By Greg Schmidt, hospice chaplain
I can hear a few birds talking to one another outside my office window. A Grackle is squawking that no one has dropped a sandwich in the parking lot in a long time. Sparrows are chirping about how greedy the Grackles are anytime there is any food to be found. An Oriole is singing about who in the neighborhood has recently refilled their bright orange Oriole feeder with Welch’s Grape Jelly!
How do I know what they’re saying? It’s easy. For more hours than I’ll confess to, I sit and watch and listen to lots of birds while relaxing on my deck. (Secretly I’m trying to become the next St. Francis of Assisi because I want birds to come and sit on my shoulder or perch on my hand!) Trust me. Every bird out there is either in a never-ending search for food or whining because there isn’t any. The distinctive sounds each species makes before vs. after they’ve eaten make that clear!
Interestingly, the Bible says God provides for the needs of the sparrow, but that doesn’t mean those little chirpers can just set back and have it delivered. Sure, it’s there. Available. But they must go in search of it! How do I know? Because there are many homeowners joyfully providing a good deal of outdoor TLC for our little feathered friends.
And there’s lots of indoor TLC among old and new friends too! Why is that important? Because you and I – aka “humanity” – are in a never-ending search for love, or identifying why there is a lack of it. I’m happy to report that the longer I spend time with my Heart & Soul Hospice family, the more I understand and appreciate what hospice employees offer to the world at their doorstep! Love. Compassion. The opportunity to discover peace of mind (for the patient and the employee), a helping hand, a forgiving and encouraging spirit. Grace. Mercy. Patience for patients and their families. Generosity. Pay it forward attitudes and actions. A gentle touch. A shoulder to cry on. Fellow burden-bearers and prayer warriors.
One day, while teaching those following Him how to care for those around them, Jesus said, “We are intimately linked in this harvest work. Anyone who accepts what you do, accepts me, the One who sent you. Anyone who accepts what I do accepts my Father, who sent me. Accepting a messenger of God is as good as being God’s messenger. Accepting someone’s help is as good as giving someone help. This is a large work I’ve called you into, but don’t be overwhelmed by it. It’s best to start small. Give a cool cup of water to someone who is thirsty, for instance. The smallest act of giving or receiving makes you a true apprentice. You won’t lose out on a thing.” (Matthew 10:40-42; The Message).

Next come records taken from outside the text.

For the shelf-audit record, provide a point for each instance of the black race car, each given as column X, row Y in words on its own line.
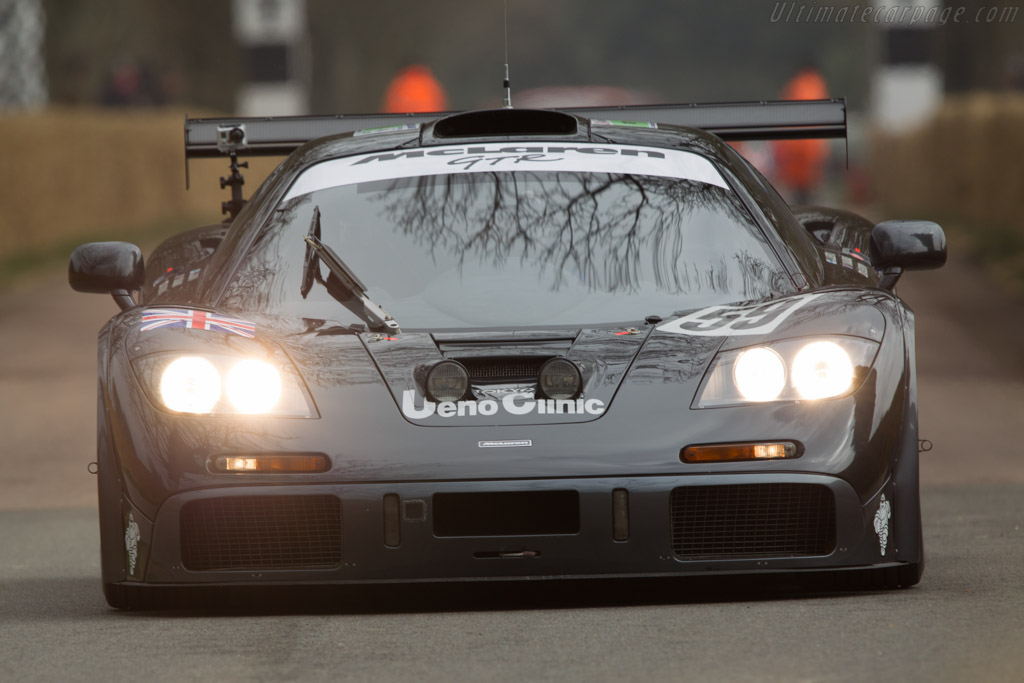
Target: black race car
column 509, row 344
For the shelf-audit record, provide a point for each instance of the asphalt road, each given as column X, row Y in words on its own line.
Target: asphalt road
column 964, row 622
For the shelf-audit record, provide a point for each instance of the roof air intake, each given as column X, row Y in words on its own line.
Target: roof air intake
column 506, row 122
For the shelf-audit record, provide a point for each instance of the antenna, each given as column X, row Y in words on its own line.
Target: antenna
column 506, row 84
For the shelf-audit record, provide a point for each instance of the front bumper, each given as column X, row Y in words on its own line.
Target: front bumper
column 391, row 532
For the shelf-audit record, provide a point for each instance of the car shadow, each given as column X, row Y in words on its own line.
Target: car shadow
column 43, row 598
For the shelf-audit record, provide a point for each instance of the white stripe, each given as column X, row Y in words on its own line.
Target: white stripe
column 443, row 160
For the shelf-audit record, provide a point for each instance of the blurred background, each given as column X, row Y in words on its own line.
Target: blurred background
column 92, row 95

I believe it’s important not to limit the meaning of Jesus’ words to the realm of evangelism (becoming or developing disciples). Why? Because the foundation of this particular teaching has significant ramifications for how it is you and I approach the world at our doorstep (which is my way of saying “everyone … everywhere!”). Like our bird friends, God makes provisions for care that we can all access if we’re willing to search or look for them. Hospice is one such provision. There are lots of hospice employees who are eagerly waiting for the opportunity to share all that hospice care offers. So, pick up the phone. Write an email. Send a text. Don’t get to the point where you feel like you’re in a never-ending search for someone who will offer you that proverbial “cool cup of water.” If you’re looking for the kind of “water” people needing hospice are searching for, Heart & Soul Hospice is here to share all that we have with you. Please, accept our help. Search for us and we’ll find you. We’re available to serve you at your doorstep.
P.S. If you don’t provide your Orioles with “Welch’s Grape Jelly,” according to Jonas, the husband of a past patient, they will come tap on your kitchen window and tell you to go back to the store and get Welch’s, not Smuckers or some other imitator. They’re VERY finicky Grape Jelly snobs. Just thought you’d want to know.